Our insight into the Local Authority direct provision of housing is informed by our extensive experience in this sector.  For example:

  • AspinallVerdi is currently on the Homes England Multidisciplinary Panel and Economics Panel.
  • Housing Strategy / Case Making - AspinallVerdi has been working with Selby District Council to provide a ‘high-level’ review of the District’s affordable housing targets and provide initial strategic advice in respect of the delivery / implementation of the policy target.
  • Business Planning and Financial Appraisal – AspinallVerdi has acted for various projects sponsors and public sector agencies in respect of business plans; funding and due diligence.
  • Development Agreements / Land Value Capture etc – AspinallVerdi is appointed by Mid Sussex District Council to advise on the ‘land / cost equalisation agreement’ for the delivery of the Northern Arc (a strategic site located to the north of Burgess Hill for 3,500 new dwellings).
  • Strategic Urban Extensions including: Ashton Green Leicester, Handforth East Strategic Development Site, West Oxfordshire Garden Village, Middle Deepdale Scarborough, North Northamptonshire Garden Villages.
  • Custom Build – AspinallVerdi were appointed by PAS to research how Planning Authorities are responding to the government’s agenda for promoting the custom and self-build sector.

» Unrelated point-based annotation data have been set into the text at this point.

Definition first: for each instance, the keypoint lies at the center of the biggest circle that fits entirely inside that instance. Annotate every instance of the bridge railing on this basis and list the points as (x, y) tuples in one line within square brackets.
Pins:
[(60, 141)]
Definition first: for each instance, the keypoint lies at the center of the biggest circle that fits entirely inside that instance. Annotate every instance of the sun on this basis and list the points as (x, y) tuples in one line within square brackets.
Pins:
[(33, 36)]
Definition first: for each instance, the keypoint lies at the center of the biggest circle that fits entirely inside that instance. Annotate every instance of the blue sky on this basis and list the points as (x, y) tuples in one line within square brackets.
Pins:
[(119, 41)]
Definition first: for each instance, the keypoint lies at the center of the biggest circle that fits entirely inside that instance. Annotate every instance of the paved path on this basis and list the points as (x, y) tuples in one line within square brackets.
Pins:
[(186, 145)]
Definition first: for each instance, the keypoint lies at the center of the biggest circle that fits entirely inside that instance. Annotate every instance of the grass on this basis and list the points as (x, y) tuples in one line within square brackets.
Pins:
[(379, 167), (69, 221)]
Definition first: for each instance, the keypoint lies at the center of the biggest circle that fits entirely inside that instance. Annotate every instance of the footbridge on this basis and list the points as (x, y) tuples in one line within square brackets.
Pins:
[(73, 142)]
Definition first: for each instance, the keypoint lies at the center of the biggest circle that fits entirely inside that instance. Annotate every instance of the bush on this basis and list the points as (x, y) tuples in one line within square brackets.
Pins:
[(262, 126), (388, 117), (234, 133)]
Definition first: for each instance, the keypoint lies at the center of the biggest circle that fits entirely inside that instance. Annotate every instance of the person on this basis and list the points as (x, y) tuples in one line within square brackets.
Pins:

  • Franking Valuation – We are RICS Registered Valuers. Projects include the valuation of a scheme comprising 650 units on 55 acres. 
  • Build to Rent – We carried out important research for Homes England and Stoke-on-Trent City Council into the viability and delivery model for a portfolio of private rented sector sites in Stoke. This is now being implemented with Gener8.
  • Policy development and review – we have acted for numerous Authorities nationally to complete Local Plan-wide viability and CIL viability appraisal studies to make recommendations on policy development.


Acknowledgement: The above is adapted from work by Wessex Economics for South Oxfordshire and the Vale of White Horse which AspinallVerdi peer reviewed for SODC.